Work in progress patch to bug 2606

The patch I recently attached to bug 2606, reproduced here, is my first attempt to solve this issue
as represented by the attached test cases. To solve the foreign Module GlobalVariable problem,
I modified JIT::getOrEmitGlobalVariable(…) to directly attempt to map a found “external” GlobalVariable.
To solve the foreign Module Function problem, I modified both JIT.{h,cpp} and JITEmitter.cpp to emit
a stub for a found “external” Function instance, when that foreign Module defined Function has not
yet been compiled.

All areas of interest are marked with // GMV Mod:

As I’ve taken liberties with existing code, and thereby may have touched test cases that will fail, I would like
to have those members of the list that have time, review this proposal for comments/changes.

Major mods:

JIT.{h,cpp}:

  1. I included Module.h.

  2. JIT::getPointerToFunction(…) was modified to search for a non-mapped function in all “other” modules.
    If found a stub is emitted, which will lazily emit the real function at runtime.

One issue here is that functions that are external to all modules, have their mappings delayed by the
above loop.
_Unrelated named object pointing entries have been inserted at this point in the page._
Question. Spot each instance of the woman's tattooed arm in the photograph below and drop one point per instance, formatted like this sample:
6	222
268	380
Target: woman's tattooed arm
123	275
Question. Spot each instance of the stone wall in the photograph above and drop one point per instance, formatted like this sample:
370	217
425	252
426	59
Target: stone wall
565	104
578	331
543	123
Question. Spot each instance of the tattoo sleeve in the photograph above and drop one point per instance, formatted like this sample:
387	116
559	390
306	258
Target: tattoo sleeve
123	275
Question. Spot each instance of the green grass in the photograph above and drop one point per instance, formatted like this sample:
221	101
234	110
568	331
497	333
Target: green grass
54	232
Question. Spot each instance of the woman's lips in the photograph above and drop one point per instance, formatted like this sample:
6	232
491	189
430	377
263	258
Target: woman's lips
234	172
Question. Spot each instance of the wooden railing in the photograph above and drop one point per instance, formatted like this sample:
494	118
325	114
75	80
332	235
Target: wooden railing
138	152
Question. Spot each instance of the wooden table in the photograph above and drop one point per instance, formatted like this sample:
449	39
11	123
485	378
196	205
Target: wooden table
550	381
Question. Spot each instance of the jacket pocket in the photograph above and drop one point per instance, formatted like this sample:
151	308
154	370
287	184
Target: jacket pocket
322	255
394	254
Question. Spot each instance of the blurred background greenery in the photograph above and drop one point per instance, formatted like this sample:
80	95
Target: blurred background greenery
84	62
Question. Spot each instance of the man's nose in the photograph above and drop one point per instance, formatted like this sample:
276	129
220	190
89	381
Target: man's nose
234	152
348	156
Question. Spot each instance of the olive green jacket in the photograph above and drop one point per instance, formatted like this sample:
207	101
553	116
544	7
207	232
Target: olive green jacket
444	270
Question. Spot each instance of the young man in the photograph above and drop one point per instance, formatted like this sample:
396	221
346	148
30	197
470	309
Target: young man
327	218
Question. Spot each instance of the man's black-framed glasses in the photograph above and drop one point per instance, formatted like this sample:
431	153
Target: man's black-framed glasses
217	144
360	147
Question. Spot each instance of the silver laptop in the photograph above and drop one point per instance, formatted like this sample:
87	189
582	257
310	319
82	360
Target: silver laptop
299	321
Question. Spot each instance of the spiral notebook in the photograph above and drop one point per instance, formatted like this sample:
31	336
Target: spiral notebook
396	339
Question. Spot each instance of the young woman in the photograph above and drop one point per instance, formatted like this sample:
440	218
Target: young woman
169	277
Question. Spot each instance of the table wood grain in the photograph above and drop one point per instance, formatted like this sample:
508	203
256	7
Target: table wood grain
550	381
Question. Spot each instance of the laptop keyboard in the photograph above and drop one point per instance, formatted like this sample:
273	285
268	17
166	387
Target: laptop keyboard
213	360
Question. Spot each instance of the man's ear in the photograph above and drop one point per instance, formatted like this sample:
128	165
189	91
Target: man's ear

I also kept the hasAvailableExternallyLinkage() the same as before, as I’m not sure if this
should also go through the same module procedure. The stub emission will only take place for function
definitions that are marked with external linkage. Should other cases be allowed? Should visibility also
be considered?

  1. JIT::getOrEmitGlobalVariable(…) was modified to search for non-mapped global variables in all “other”
    modules. If found, the address of the foreign global variable is requested, and mapped. There is no
    delay here.

An attempt is first made to find the global outside of all modules, before attempting to find the function
in the known modules. This is the reverse logic used in #2. On searching, unlike for functions, a linkage
check was not made. Also the global variable declaration and definition must have the exact same type.
Is this the correct approach?

  1. The declaration of void* forceEmitFunctionStub(Function *F) was added to the class JIT. This is
    implemented in JITEmitter.cpp.

JITEmitter.cpp:

  1. JIT::forceEmitFunctionStub(…) was added. It turns around and calls JITResolver::forceEmitFunctionStub(…).

Is the JIT:getPointerToFunction(…) code path sensitive to such call overhead?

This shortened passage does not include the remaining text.